Ok

En poursuivant votre navigation sur ce site, vous acceptez l'utilisation de cookies. Ces derniers assurent le bon fonctionnement de nos services. En savoir plus.

15/11/2015

Vivre dans une guerre qui n'en est pas une

v_02-01-P_3.jpgDonc, la ritournelle tourne en boucle depuis vendredi : nous sommes en guerre. Ha ? Une guerre, il y a deux camps face à face, éventuellement des alliés ou des opposants. On peut utiliser beaucoup de moyens pour lutter : l'aviation, la marine, l'envoi de troupes au sol, le boycott commercial, le blocus alimentaire, les tensions financières. Est-ce que l'une de ces solutions aurait pu être utilisée contre les bourreaux de vendredi ? A l'évidence, non. 

S'il y a une guerre, c'est uniquement contre Daech et ses 2 millions de $ de gains quotidiens, son armée grossissante, sa volonté d'embrigader. Ca oui. Mais sur le sol français, il n'y a pas de guerre. Or on sent dans la fracture qui point, une volonté de guerre et donc de guerre civile. Les solutions proposées en ce sens sont d'ailleurs tristement démagogiques : que ferions nous d'un Guantanamo à la française ? A quoi sert de réhabiliter la peine de mort ou la déchéance de la nationalité face à des kamikazes ? Bien sûr, il faut des changements face aux menaces qui pointent, mais pas d'effet d'annonces... Que va t'on avoir, là ? Un renforcement des caméras de surveillance ? Bloquer des sites et encombrer la justice qui est plus engorgée que jamais ? La France est au niveau de la Moldavie ou en Croatie en termes de budget du ministère de la justice... Toutes les lois post attentats réduisent les libertés individuelles, mais ne nous apportent pas plus de sécurité... L'autre choix est de s'asseoir sur le judiciaire et de faire de l'arbitraire en arrêtant tout ceux qui nous paraissent dangereux. Ca a l'air stupide, mais cela a déjà été proposé par l'ineffable Wauquiez. Si on apporte pas une réponse humaine et de moyens, cette approche à la Minority Report où l'on inculpe par anticipation, sera sortie du domaine de la fiction...

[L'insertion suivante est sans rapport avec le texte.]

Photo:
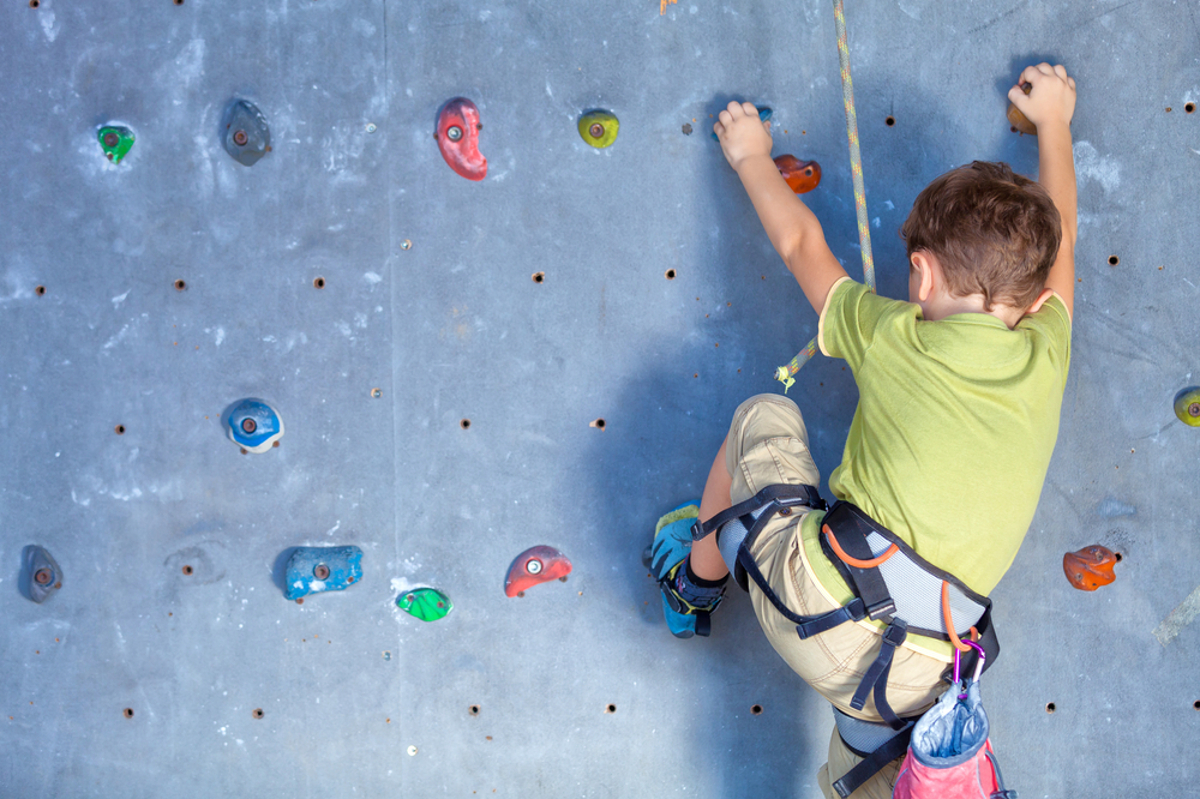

Si le choix de société est vraiment de se protéger, alors il faut accepter d'en payer le prix pour embaucher des forces de l'ordre et armées, équiper la justice. Les grandes fortunes, qui se sont enrichies de plus de 33% depuis l'arrivée d'Hollande (25% en un an pour les 500 plus riches) pourraient contribuer de façon exceptionnelle en réalisant que parmi les gisants de vendredi soir, il y aurait pu y avoir leurs enfants. Nous aider à nous barricader pour mieux vivre dans cette guerre qui n'est pas une. Si nous étions en guerre, personne ne sortirait au grand jour. Passé le désert d'hier, les terrasses étaient bondées, car il faut bien que nous vivions. 

14/11/2015

Se réveiller ennemi public

paris_match.jpgHier encore, j'étais innocent. Désormais, je ne peux plus me cacher la vérité : dans la guerre qui nous oppose à Daech, je suis l'ennemi. Pas moi intuitu, la preuve je suis toujours vivant. Mais mes semblables par centaines de milliers qui habitent l'est parisien. Non-croyants, consommateurs, blancs (en tant que symbolique du dominant, je suis bien certain que de nombreux non blancs sont tombés sous les balles aveugles des barbares, hier) et aisés ; comme moi, ils vivent dans des quartiers où la bien pensance règne en maîtresse et qui ne réalise pas ce qui a pu se produire hier.  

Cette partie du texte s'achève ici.